Transcriptome sequencing and comparative analysis of adult ovary and testis identify potential gonadal maintenance-related genes in Mauremys reevesii with temperature-dependent sex determination

Ethical approval

Procedures involving animals and their care were approved by the Animal Care and Use Committee of Anhui Normal University (#20170612).

Sample collection and RNA extraction

Six adult turtles (3♂, 3♀) were cultivated under the same rearing conditions (i.e., maintenance in a room at temperatures of 10–30 °C) in the Provincial Key Laboratory for the Conservation and Exploitation Research of Biological Resources in Wuhu (31°33′N, 118°370′E, southeast of China) in 2017. The turtles were aged more than 6 years old in the sexual maturity stage, and the sexes of the samples were determined by dissection. Gonad samples (testicles and ovaries) were collected separately and dissected (Fig. 1). The gonad samples were flash frozen in liquid nitrogen and stored at −80 °C until RNA was extracted (Yin et al., 2016).

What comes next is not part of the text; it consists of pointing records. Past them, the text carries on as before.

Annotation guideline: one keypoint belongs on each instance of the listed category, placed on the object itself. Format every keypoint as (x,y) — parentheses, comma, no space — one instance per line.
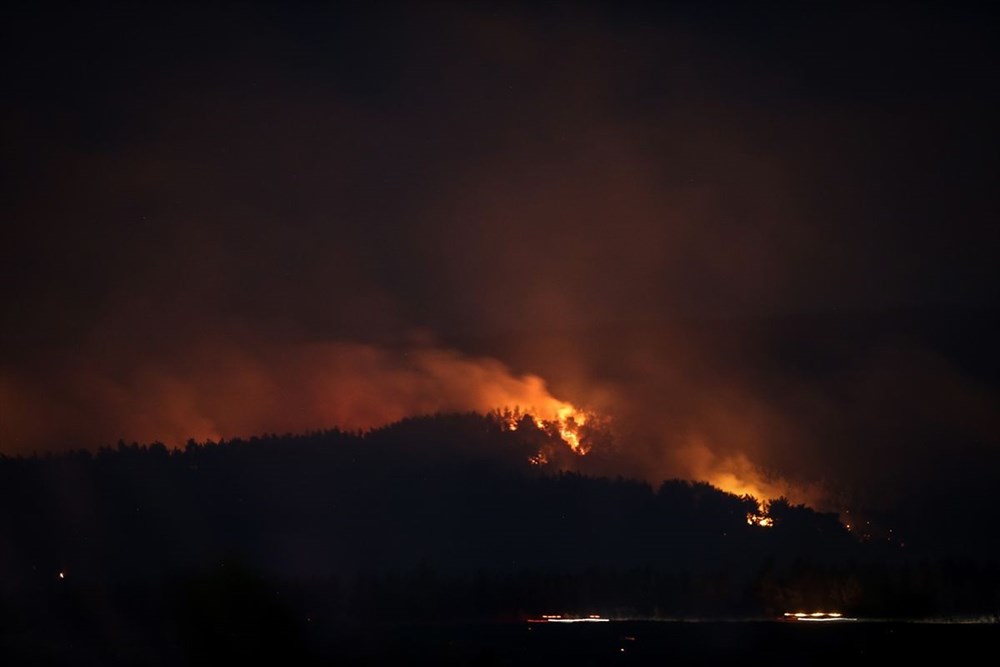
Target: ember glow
(562,420)
(212,391)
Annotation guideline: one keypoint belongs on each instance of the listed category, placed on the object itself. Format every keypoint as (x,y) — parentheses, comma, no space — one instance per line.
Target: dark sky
(763,239)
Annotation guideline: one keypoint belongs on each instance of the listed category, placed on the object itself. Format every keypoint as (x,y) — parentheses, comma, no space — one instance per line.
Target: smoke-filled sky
(762,240)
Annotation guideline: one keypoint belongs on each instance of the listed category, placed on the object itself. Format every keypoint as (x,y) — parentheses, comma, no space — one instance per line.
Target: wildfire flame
(562,420)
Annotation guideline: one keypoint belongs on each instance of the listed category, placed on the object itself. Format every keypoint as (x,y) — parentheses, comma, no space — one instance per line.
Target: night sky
(762,240)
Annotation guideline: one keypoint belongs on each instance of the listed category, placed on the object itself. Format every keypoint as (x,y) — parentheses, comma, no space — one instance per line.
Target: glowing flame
(563,421)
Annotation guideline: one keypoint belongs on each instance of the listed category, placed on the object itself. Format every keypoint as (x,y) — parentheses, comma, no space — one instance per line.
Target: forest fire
(564,424)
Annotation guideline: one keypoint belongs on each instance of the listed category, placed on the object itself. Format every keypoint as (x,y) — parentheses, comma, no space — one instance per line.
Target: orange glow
(564,423)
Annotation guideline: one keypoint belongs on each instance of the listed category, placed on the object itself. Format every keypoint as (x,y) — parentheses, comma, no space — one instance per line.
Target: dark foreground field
(673,643)
(614,643)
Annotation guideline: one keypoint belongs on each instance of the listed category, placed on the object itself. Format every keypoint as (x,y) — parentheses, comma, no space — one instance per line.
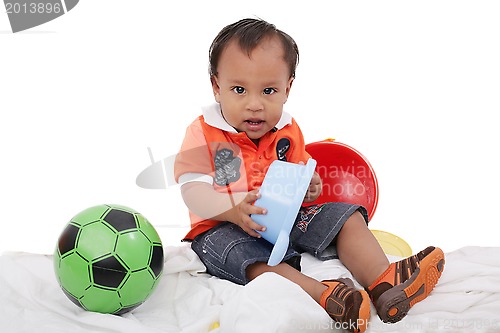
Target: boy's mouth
(254,121)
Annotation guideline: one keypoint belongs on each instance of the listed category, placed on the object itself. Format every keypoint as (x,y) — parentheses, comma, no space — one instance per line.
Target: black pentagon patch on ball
(108,272)
(120,220)
(157,260)
(67,240)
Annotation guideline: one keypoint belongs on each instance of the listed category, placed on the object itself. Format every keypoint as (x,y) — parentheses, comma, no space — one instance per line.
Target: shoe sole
(397,301)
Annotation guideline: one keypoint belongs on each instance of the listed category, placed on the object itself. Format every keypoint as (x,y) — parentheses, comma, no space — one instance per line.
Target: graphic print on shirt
(227,167)
(281,148)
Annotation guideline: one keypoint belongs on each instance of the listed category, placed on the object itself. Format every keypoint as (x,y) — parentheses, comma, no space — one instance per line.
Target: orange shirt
(212,151)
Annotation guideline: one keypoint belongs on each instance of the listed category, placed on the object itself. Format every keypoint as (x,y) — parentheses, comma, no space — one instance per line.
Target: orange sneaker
(346,305)
(405,283)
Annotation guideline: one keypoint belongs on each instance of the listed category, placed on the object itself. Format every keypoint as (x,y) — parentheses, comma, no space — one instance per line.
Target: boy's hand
(243,211)
(314,189)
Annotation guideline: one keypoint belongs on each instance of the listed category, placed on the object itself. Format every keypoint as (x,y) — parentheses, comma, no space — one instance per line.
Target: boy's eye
(239,90)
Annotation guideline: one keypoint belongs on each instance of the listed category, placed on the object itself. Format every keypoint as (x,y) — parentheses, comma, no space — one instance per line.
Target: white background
(412,85)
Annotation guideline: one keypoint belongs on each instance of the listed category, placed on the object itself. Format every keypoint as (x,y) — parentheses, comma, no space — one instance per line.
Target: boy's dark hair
(249,32)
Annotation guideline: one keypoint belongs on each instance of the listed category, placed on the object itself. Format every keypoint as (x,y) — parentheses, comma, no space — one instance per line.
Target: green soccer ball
(108,259)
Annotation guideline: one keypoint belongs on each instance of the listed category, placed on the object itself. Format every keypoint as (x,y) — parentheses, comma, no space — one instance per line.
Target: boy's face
(252,90)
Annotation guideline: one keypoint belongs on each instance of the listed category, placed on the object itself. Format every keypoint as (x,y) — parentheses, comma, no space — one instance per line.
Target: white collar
(213,117)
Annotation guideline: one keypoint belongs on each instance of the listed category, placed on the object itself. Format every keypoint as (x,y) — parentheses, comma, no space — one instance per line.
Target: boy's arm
(203,200)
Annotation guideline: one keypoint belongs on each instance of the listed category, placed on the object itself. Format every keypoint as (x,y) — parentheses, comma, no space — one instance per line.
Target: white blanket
(467,298)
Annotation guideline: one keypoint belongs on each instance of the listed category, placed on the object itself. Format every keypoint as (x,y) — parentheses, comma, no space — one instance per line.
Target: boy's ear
(215,88)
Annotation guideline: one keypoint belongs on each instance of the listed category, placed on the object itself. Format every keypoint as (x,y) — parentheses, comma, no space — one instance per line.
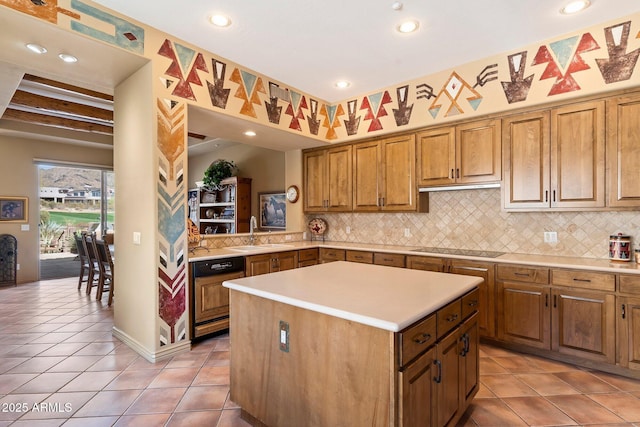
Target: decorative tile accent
(473,219)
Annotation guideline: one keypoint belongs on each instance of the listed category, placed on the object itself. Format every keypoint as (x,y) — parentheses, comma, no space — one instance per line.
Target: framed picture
(14,209)
(273,210)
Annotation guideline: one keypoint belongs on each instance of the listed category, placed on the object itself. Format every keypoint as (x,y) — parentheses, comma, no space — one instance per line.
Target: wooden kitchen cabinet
(210,303)
(270,263)
(523,311)
(486,290)
(462,154)
(438,385)
(623,151)
(628,322)
(555,159)
(328,179)
(384,175)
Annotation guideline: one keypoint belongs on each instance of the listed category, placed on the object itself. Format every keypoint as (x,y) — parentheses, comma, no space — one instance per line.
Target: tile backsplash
(472,219)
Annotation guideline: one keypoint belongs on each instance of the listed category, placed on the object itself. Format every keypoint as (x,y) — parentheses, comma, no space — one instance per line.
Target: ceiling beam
(70,88)
(59,122)
(45,105)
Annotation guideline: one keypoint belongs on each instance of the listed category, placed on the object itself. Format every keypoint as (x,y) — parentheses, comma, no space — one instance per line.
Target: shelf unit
(223,211)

RNA was extracted from each sample with TRIzol reagent (Invitrogen, Carlsbad, CA, USA) according to the manufacturer’s instructions. To effectively remove the genomic DNA, we added RNase-free DNase I (Takara, Dalian, China) to the reaction mixture for at least 10 min. The extracted RNA was quantified with the Nanodrop system (Thermo, Wilmington, DE, USA) and the fragment size distribution were checked by 1.5% agarose gel electrophoresis. RNA from each sample was used for cDNA synthesis and sequencing.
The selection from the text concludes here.